ABSTRACT

In frustration at the lack of action on the part of the Liberal-National government under Prime Minister John Howard from 1996 to 2007, around the beginning of the present century a growing number of Australians began to form and join local grass-roots climate action groups (CAGs). These groups have since grown exponentially and now constitute the most significant new social movement in Australian society. Many of these CAGs are linked in complex ways to other organizations, such as established environmental nongovernment organizations (ENGOs), the Australian Greens (a growing political force in parliament), and extra-parliamentary political parties and groups. Many of them have also become affiliated, beginning in early 2008 with various regional climate action networks and in early 2009 with a national climate action network. The Australian climate movement is a dynamic but still disparate movement which consists of two broad layers.
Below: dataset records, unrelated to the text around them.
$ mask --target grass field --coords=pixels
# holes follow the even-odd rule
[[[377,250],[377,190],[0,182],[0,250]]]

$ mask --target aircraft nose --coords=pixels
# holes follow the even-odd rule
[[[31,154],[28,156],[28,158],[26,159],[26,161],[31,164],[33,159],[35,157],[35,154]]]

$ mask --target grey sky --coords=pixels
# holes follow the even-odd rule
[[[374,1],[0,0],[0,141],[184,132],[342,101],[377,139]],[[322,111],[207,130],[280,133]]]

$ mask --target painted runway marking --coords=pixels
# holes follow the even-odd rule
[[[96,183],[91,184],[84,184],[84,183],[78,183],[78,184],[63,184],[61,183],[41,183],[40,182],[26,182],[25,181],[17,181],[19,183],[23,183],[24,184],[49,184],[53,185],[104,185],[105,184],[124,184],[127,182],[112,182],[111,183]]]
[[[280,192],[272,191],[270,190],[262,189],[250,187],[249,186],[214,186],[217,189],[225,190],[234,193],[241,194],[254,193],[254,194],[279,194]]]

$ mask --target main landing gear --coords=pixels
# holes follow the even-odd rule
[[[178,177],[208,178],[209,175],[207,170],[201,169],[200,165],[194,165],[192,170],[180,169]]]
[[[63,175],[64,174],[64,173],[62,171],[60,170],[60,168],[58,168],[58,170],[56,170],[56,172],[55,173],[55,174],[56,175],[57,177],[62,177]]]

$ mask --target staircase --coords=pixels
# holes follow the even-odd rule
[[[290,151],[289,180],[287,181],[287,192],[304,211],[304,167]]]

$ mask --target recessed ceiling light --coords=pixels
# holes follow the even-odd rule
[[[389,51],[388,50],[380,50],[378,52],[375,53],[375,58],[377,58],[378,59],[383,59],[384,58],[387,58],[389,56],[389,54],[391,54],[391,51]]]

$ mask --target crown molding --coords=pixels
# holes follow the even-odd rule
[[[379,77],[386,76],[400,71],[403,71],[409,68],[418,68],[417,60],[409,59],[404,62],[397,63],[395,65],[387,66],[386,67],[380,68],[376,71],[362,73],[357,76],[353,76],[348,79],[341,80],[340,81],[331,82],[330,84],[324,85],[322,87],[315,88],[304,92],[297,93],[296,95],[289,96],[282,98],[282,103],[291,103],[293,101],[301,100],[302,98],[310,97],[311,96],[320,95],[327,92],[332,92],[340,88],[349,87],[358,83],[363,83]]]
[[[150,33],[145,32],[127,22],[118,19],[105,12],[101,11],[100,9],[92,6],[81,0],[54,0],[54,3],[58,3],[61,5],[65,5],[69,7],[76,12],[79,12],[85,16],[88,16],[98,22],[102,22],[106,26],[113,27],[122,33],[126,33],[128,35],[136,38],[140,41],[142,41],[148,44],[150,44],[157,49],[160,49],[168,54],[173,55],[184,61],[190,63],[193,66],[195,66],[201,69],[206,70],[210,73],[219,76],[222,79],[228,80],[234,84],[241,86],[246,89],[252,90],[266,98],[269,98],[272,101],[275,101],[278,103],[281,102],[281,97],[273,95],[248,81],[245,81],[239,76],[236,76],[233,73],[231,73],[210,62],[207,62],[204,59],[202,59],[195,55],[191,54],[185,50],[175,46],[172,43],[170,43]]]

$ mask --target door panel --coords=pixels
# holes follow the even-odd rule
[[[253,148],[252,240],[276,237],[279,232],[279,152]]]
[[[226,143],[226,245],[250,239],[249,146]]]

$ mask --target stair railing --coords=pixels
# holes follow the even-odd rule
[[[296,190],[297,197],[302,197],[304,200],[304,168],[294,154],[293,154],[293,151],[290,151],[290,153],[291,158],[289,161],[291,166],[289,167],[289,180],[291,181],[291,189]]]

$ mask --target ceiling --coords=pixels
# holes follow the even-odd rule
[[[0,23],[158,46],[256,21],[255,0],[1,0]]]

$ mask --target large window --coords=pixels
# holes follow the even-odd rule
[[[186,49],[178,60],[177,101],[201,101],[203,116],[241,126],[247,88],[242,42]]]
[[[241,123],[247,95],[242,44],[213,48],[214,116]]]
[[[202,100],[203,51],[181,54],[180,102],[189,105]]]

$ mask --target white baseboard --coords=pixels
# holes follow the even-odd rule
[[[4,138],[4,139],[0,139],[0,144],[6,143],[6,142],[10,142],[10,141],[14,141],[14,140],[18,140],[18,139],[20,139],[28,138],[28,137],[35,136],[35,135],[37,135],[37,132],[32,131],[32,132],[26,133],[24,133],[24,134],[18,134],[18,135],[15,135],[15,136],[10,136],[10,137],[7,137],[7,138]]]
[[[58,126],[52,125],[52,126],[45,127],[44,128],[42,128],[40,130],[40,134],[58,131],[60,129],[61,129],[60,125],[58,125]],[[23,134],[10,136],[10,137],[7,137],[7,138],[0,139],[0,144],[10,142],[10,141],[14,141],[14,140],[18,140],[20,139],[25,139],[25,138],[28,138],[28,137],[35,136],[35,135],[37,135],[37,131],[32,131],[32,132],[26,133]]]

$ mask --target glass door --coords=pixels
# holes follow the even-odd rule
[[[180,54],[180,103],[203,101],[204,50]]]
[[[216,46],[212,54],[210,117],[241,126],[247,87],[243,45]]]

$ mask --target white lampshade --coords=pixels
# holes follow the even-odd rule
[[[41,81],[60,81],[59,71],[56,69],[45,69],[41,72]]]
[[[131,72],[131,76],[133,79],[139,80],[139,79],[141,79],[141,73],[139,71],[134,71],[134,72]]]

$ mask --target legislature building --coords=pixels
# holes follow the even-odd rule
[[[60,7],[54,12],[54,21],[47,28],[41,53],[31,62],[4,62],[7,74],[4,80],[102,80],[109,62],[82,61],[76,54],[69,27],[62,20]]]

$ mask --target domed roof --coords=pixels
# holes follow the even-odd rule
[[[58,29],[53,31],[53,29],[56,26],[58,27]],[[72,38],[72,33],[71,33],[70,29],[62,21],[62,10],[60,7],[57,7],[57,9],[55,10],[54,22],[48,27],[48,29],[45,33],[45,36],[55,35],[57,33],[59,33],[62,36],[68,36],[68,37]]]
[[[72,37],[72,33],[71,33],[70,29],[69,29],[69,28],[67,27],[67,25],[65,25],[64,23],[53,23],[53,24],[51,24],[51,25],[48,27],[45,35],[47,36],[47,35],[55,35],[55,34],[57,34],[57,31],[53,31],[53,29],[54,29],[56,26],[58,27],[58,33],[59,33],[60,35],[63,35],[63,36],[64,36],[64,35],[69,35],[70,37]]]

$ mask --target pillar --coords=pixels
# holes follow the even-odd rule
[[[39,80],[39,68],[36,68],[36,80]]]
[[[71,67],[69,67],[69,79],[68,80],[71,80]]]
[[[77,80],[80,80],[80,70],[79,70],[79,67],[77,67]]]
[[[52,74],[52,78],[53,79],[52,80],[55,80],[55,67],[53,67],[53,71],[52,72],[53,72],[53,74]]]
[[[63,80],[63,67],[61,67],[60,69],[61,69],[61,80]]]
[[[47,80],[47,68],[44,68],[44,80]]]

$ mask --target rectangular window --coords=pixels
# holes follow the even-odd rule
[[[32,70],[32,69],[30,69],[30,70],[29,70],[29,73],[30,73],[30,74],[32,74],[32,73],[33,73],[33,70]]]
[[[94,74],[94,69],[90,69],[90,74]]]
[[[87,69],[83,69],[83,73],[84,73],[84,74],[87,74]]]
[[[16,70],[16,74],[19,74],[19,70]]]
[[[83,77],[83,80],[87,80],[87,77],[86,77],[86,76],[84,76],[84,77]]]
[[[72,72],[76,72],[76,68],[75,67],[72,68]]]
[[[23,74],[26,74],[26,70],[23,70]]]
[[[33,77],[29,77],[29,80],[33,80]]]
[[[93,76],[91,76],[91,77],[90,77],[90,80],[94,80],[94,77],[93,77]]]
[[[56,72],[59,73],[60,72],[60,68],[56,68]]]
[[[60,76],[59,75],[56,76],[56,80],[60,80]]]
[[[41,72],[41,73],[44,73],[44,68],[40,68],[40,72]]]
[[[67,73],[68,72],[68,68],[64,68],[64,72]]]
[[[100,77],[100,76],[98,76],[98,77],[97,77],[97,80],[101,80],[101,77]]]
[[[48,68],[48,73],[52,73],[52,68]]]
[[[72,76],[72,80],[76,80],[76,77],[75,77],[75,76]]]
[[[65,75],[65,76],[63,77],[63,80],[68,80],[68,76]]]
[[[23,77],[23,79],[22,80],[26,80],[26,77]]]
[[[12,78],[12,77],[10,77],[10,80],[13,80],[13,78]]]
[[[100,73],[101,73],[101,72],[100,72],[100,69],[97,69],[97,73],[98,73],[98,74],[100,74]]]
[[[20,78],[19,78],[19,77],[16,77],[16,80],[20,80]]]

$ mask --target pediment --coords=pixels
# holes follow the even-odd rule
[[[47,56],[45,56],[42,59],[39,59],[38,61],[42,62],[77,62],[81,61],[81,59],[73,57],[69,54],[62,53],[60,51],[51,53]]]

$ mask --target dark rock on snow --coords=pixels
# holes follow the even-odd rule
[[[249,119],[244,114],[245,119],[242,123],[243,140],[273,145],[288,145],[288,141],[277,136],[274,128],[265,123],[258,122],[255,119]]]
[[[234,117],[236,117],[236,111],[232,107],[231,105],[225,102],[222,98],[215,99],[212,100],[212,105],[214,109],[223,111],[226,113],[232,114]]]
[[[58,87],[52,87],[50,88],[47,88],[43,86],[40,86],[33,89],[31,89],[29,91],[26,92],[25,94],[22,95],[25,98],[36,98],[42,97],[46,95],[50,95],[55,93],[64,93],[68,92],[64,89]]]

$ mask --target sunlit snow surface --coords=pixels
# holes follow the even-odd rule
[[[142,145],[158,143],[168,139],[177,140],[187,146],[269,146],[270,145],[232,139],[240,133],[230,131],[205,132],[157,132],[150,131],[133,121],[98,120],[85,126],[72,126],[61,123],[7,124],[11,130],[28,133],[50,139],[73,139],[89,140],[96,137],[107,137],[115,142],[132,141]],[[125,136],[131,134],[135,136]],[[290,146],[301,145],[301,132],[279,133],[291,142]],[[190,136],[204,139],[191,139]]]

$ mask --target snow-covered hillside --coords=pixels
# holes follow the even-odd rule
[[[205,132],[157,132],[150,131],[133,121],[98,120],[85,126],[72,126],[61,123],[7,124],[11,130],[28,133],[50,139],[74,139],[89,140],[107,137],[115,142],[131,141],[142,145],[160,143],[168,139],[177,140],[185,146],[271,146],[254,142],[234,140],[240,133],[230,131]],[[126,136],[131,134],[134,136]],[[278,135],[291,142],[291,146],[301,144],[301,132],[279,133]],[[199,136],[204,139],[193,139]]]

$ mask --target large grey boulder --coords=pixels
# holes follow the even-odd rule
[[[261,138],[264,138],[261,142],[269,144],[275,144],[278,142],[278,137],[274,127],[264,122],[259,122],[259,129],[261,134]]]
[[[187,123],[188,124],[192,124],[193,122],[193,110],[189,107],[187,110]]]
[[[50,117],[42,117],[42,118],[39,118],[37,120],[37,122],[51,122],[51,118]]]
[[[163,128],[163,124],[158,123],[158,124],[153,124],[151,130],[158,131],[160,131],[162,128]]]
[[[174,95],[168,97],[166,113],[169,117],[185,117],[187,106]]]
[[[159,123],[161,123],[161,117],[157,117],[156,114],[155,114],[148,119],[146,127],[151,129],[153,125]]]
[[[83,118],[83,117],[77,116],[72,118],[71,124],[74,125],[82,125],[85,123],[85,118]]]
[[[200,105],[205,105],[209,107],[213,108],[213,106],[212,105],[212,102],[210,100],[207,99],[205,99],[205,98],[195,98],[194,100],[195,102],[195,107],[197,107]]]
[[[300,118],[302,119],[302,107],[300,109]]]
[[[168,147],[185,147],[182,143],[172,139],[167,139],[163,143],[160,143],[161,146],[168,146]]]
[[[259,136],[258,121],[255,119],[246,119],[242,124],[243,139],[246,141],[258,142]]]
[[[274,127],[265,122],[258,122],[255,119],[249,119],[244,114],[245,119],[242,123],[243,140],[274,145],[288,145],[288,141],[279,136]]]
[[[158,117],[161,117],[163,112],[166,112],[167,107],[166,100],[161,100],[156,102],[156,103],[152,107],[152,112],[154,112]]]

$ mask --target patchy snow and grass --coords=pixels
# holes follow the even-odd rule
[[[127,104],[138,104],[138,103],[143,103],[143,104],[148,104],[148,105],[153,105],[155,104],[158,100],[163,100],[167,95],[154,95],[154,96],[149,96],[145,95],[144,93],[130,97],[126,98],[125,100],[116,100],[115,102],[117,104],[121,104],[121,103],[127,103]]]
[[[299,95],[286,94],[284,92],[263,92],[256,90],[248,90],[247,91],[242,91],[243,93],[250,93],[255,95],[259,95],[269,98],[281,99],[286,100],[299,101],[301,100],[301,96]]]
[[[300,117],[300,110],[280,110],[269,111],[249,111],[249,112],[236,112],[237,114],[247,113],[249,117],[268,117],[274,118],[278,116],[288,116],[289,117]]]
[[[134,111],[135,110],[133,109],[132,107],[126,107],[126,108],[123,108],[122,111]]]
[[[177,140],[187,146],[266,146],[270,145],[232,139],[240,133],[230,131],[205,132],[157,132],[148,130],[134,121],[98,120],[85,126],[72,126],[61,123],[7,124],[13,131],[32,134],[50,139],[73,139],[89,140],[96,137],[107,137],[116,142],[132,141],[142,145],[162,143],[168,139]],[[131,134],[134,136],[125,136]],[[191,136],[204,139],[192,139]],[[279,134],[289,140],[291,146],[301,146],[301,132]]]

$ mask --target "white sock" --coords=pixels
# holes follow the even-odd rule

The first of these functions primarily within mainstream civil society, though occasionally in parliaments and local councils, includes the Southern Cross Climate Coalition, peak ENGOs (such as Greenpeace, Friends of the Earth, the Wilderness Society, Climate Action Network Australia), state-based nature conservation societies, and labor unions. The other layer acts primarily at the grass-roots level and generally below the radar of mainstream media and includes regional and local climate action groups, socialist groups, and various special climate groups. Some climate activists have become so angered by the Rudd and Gillard governments’ failures to adopt adequate climate change mitigation strategies that they have embarked upon direct actions at the Newcastle coal port, coal mines, and coal-fired power plants.